Later, on “Earthlings”, she delivers that message outward to her listeners:
Don’t you know, Earthlings,
You can start again?
Simply press refresh
To begin again
Yet it’s rarely that simple. Near the album’s end, on the shapeshifting “Put It Down”, she equates “starting again” to “penitence” but acknowledges that “gather[ing] up all my woes” and “throw[ing] it down” is an essential step toward freedom. We are dogged by our past—the pain that has been inflicted on us, the wrong decisions and compromises we’ve made—so our past needs to be reckoned with if any foundational moment of liberation is to echo forward to eternity.
In this way, Rae posits liberation must stretch backward through time, so that the indignations and injustices suffered by past generations—specifically past generations of Black women—do not weigh on current generations. Evoking Martin Luther King, Jr.’s assertion about history and justice, Rae sings on “A Spell, a Prayer” against what sounds like a ticking clock, “We long to arc our arm/ Through history/ To unpick every thread”. (It’s worth observing here that a rainbow is, of course, an arc.) It is Rae’s mission to honor those who found a way to live as freely as possible in a corrupt world and better understand their regrets and sacrifices so that freedom today is a less compromised notion.
For example, that lead single posted above (“New York Transit Queen”) is inspired by this picture of Audrey Smaltz, a fashion show industry icon who won the title of New York Transit Queen in 1957:
“She gets her rides for free!” Rae shouts during the song, celebrating how Smaltz used her beauty and sex appeal to go anywhere she wanted in NYC. But on the following song, “He Will Follow You With His Eyes”, Rae shows how this power—dependent on being able to attract the leering attention of men—comes with a cost (“I don’t want to leave myself behind/ Vanishing into a girl that I don’t recognize”). It’s a double-edged form of freedom. Rae respects those who find a way to use it to their advantage, but she also resents that this is a game women so often have to play.
The album’s penultimate song, “Peach Velvet Sky” (see Exit Music) is a tribute to Harriet Jacobs (pictured below) a woman born into slavery in the early 1800s.

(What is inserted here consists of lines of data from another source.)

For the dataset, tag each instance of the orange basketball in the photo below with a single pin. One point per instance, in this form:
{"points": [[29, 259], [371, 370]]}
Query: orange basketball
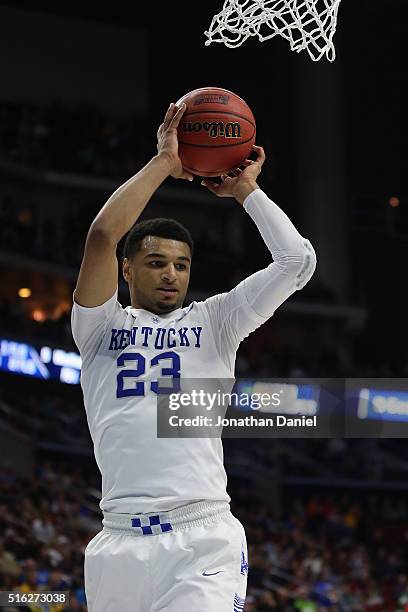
{"points": [[216, 132]]}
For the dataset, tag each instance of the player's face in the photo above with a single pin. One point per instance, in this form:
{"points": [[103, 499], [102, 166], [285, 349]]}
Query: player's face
{"points": [[158, 274]]}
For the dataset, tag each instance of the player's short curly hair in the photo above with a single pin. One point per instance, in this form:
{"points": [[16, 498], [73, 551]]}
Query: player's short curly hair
{"points": [[163, 228]]}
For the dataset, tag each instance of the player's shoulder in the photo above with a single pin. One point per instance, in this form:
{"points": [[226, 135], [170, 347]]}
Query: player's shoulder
{"points": [[110, 310], [210, 306]]}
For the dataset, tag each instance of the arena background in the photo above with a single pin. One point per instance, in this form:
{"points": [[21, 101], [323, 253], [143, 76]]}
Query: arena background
{"points": [[82, 91]]}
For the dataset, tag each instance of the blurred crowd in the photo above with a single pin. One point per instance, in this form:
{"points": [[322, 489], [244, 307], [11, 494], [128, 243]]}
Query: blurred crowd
{"points": [[79, 140], [338, 552], [45, 525]]}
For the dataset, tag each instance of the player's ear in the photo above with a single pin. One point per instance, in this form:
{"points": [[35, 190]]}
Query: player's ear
{"points": [[126, 269]]}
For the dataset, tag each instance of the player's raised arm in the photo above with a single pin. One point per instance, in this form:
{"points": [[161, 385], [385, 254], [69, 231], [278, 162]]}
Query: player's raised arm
{"points": [[98, 275], [256, 298]]}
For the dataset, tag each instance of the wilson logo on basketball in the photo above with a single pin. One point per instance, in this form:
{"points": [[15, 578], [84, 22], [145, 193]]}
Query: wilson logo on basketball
{"points": [[214, 129]]}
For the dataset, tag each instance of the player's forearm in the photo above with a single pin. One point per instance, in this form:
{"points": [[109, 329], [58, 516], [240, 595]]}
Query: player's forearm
{"points": [[293, 254], [127, 203]]}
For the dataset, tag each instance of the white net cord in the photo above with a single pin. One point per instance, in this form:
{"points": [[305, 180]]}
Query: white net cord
{"points": [[306, 24]]}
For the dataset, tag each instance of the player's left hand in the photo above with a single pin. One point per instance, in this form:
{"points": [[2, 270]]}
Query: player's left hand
{"points": [[242, 181]]}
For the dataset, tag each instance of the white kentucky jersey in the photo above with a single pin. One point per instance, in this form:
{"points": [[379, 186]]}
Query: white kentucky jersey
{"points": [[126, 351]]}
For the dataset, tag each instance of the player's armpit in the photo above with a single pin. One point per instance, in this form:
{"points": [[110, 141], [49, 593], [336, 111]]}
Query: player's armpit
{"points": [[98, 276]]}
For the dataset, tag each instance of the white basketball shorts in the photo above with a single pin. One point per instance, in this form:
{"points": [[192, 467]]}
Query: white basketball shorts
{"points": [[190, 559]]}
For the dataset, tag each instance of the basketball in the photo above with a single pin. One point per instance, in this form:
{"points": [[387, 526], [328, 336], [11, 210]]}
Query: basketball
{"points": [[216, 132]]}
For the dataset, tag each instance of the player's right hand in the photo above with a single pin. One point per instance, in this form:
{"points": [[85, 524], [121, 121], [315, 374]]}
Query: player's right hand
{"points": [[167, 141]]}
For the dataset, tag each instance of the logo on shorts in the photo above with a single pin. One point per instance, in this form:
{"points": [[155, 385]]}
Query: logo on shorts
{"points": [[244, 564]]}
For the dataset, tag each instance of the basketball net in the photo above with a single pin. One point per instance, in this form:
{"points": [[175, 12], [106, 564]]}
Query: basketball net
{"points": [[306, 24]]}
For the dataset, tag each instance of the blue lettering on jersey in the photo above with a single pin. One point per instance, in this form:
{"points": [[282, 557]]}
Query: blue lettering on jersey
{"points": [[159, 338]]}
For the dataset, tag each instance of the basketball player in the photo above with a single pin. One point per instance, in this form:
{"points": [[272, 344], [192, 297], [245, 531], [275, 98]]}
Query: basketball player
{"points": [[169, 541]]}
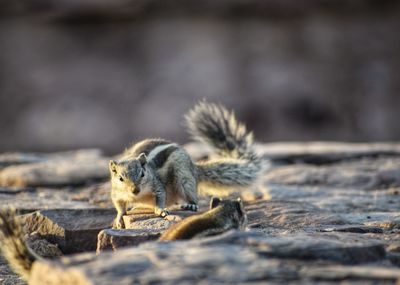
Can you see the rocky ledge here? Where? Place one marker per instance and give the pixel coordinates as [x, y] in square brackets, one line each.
[323, 213]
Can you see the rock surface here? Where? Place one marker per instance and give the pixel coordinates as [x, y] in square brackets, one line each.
[322, 214]
[73, 230]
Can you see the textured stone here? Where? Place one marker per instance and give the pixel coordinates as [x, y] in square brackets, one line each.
[72, 230]
[235, 257]
[114, 239]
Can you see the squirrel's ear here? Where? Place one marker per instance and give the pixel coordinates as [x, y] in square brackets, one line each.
[112, 165]
[142, 158]
[215, 201]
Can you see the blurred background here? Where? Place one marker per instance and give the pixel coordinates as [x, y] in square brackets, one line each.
[97, 73]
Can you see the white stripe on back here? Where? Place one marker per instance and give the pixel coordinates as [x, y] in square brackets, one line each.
[157, 150]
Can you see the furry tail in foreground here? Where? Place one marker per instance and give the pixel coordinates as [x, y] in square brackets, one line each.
[238, 164]
[13, 247]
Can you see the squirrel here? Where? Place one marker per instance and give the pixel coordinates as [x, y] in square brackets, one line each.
[223, 215]
[13, 247]
[158, 173]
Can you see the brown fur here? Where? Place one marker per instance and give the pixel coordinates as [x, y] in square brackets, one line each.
[228, 214]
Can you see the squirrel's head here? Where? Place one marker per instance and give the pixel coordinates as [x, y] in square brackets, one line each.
[233, 208]
[127, 175]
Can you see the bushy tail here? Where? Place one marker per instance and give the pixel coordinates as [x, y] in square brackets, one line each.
[13, 248]
[238, 164]
[216, 126]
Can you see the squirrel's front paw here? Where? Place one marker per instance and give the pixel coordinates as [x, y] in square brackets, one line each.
[161, 212]
[119, 223]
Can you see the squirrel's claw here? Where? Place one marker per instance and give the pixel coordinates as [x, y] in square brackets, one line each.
[119, 223]
[161, 212]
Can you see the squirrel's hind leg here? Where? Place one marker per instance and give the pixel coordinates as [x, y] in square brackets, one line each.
[188, 189]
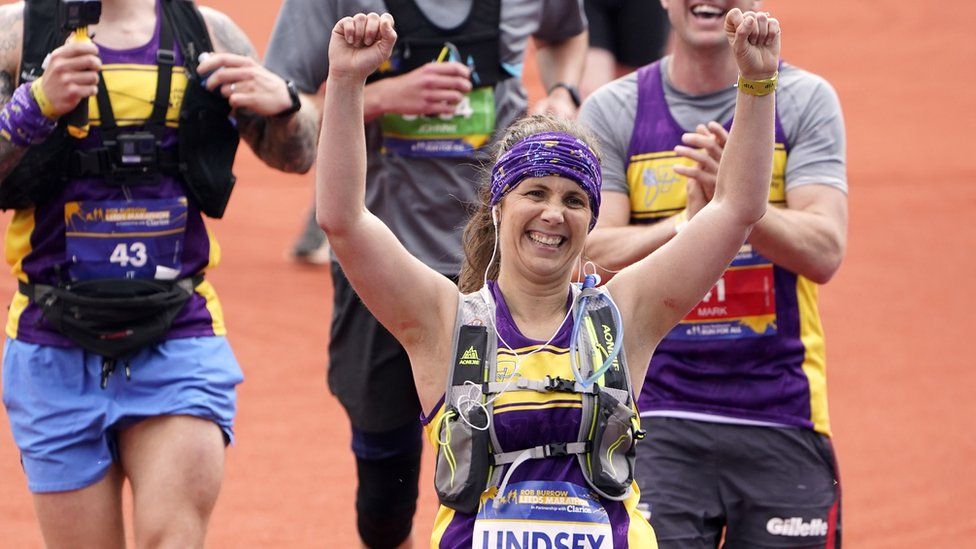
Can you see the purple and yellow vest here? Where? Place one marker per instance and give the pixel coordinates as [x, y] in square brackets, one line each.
[97, 230]
[549, 503]
[753, 349]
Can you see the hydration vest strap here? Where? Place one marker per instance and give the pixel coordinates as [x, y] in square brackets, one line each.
[165, 58]
[554, 449]
[37, 292]
[42, 34]
[191, 30]
[98, 163]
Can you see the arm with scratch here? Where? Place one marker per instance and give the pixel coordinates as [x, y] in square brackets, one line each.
[12, 18]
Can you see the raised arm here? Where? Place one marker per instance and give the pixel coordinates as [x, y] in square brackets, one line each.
[410, 299]
[658, 291]
[284, 142]
[31, 111]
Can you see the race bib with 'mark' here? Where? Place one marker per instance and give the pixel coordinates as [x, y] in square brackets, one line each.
[443, 136]
[741, 304]
[125, 238]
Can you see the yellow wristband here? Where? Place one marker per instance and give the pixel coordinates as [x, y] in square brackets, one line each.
[765, 86]
[37, 92]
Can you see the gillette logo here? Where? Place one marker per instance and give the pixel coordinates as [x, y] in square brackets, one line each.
[795, 527]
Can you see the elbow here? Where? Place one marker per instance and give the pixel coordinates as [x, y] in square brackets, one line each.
[333, 223]
[825, 267]
[327, 222]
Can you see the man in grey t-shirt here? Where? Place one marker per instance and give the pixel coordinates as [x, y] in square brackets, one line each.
[735, 397]
[422, 173]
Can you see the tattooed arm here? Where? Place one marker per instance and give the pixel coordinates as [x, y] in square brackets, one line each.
[286, 143]
[11, 19]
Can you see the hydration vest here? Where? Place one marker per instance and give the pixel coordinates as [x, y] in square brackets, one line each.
[469, 456]
[207, 139]
[420, 41]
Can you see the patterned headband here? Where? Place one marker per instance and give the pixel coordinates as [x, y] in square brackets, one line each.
[546, 154]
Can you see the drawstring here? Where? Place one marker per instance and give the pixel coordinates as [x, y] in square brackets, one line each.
[108, 368]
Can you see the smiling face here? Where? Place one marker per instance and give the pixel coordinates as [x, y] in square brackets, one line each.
[543, 224]
[700, 23]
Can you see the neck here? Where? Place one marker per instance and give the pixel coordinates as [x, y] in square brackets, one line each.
[699, 70]
[116, 11]
[535, 305]
[125, 23]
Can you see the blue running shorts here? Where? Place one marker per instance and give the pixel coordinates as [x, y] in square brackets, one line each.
[65, 424]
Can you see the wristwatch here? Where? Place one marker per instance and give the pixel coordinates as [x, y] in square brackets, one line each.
[296, 102]
[573, 92]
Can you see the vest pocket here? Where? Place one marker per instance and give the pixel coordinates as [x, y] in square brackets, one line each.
[611, 459]
[463, 459]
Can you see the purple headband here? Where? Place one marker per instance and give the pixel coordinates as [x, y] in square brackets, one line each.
[545, 154]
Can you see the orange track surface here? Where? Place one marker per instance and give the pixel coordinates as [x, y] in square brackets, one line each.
[897, 315]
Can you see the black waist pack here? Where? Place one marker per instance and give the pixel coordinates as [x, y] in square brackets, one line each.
[112, 318]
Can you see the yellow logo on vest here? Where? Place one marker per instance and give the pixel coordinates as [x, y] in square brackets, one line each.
[470, 358]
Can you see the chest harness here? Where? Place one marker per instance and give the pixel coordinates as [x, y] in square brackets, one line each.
[469, 456]
[207, 139]
[116, 317]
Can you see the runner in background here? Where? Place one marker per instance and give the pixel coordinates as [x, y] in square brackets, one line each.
[535, 427]
[735, 400]
[451, 87]
[624, 35]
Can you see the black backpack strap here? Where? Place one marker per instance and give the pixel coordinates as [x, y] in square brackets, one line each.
[106, 116]
[165, 58]
[191, 31]
[42, 34]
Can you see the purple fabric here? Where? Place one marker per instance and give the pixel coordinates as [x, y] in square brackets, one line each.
[21, 120]
[46, 262]
[546, 154]
[759, 379]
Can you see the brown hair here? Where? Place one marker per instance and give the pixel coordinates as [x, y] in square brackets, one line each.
[478, 238]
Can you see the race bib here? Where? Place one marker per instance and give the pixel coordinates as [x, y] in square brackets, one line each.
[125, 238]
[556, 515]
[741, 304]
[459, 135]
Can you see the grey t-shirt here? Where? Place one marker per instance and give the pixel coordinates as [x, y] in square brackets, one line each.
[807, 105]
[424, 201]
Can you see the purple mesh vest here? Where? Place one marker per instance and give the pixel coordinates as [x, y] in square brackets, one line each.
[753, 348]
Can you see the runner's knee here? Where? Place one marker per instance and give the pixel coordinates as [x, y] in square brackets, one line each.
[386, 498]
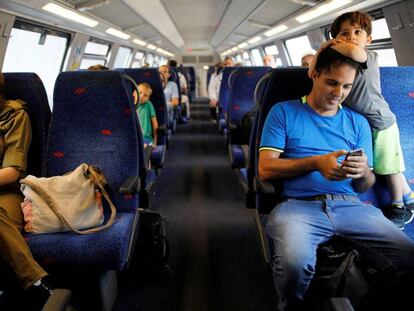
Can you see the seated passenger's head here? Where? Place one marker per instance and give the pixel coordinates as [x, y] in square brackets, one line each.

As a young woman, Jacobs was sexually harassed by her enslaver. Fearing she would be sold if she did not submit to him but not wanting to abandon her children by running away, Jacobs hid in a crawlspace beneath the roof of her grandmother’s house for seven long years. Eventually she was able to escape to the north and reunite with her children. Her autobiography, Incidents in the Life of a Slave Girl, is now considered an American classic.
“Peach Velvet Sky”, a spare piano ballad that stands in stark contrast to the rest of the album, honors a woman who, as Rae explains in an interview, “made a prison for herself, but through that prison…created the conditions for safe escape.” It is also Rae reaching back through the arc of history to provide Jacobs with the solace that should have been hers from birth. The song is neither celebratory nor mournful. Knowing full well there are freedoms people shouldn’t have to earn, freedoms that shouldn’t come with a trade-off, freedoms you shouldn’t have to second guess, freedoms that shouldn’t be paired with agony and shame, “Peach Velvet Sky” is instead what so many people navigating impossible situations need: Grace.